In April 2020 Car launched the Freelance Artist Relief Australia fund, a crowd-sourced trust dedicated to supporting Australian freelance artists during the Covid-19 pandemic. She returned to Australia in 2025 to sing her role debut as Rusalka in Sarah Giles' production of the eponymous opera for Opera Australia, her performance described as the "perfect showcase for Car's lustrous voice".

==Opera roles==
- Adalgisa, Norma (Bellini)
- Countess, The Marriage of Figaro (Mozart)
- Donna Anna, Don Giovanni (Mozart)
- Donna Elvira, Don Giovanni (Mozart)
- Elisabetta, Don Carlo (Verdi)
- Fiordiligi, Così fan tutte (Mozart)
- Leïla, The Pearl Fishers (Bizet)
- Luisa Miller, Luisa Miller (Verdi)
- Micaëla, Carmen (Bizet)
- Mimì, La bohème (Puccini)
- Pamina, The Magic Flute (Mozart)
- Rusalka, Rusalka (Dvořák)
- Tatyana, Eugene Onegin (Tchaikovsky)
- Thaïs, Thaïs (Massenet)
- Violetta Valéry, La traviata (Verdi)

== Personal life ==
Car is married to Canadian baritone Étienne Dupuis. They have one child, Noah. Car was previously married to engineer Robin Stephenson.

==Discography==
===Albums===

List of albums, with selected details
| Title | Details |
|---|---|
| The Kiss (with Australian Opera, Australian Ballet Orchestra and Andrea Molino) | Released: February 2016; Format: CD, Digital; Label: ABC Classics; |
| Heroines (with Australian Chamber Orchestra, Richard Tognetti) | Released: 2018; Format: CD, Digital; Label: ABC Classics; |

==Awards and nominations==
- At 21, while in her final year at the Victorian College of the Arts, Car won the 2007 Herald Sun Aria, performing arias by Verdi and Puccini. In making the announcement, chief adjudicator Anson Austin said she has "a wonderful talent and a most beautiful voice".
- In 2013 Car won joint first prize in the Neue Stimmen vocal competition held in Germany.

===ARIA Music Awards===
The ARIA Music Awards are presented annually from 1987 by the Australian Recording Industry Association (ARIA).

! Ref.

| Year | Nominee / work | Award | Result | Ref. |
|---|---|---|---|---|
| 2016 | This Kiss | Best Classical Album | Nominated |  |

===Australian Women in Music Awards===
The Australian Women in Music Awards is an annual event that celebrates outstanding women in the Australian Music Industry who have made significant and lasting contributions in their chosen field. They commenced in 2018.
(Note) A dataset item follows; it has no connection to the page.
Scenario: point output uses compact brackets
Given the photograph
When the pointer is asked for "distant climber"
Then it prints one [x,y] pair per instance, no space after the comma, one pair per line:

| Year | Nominee / work | Award | Result |
|---|---|---|---|
| 2025 | Nicole Car | Opera Impact Award | Won |

===Helpmann Awards===
- Car won a Helpmann Award in 2016 for Best Female Performer in an Opera for her role in Luisa Miller for Opera Australia.
- She won the 2018 Helpmann Award for Best Female Performer in an Opera for La traviata, Opera Australia.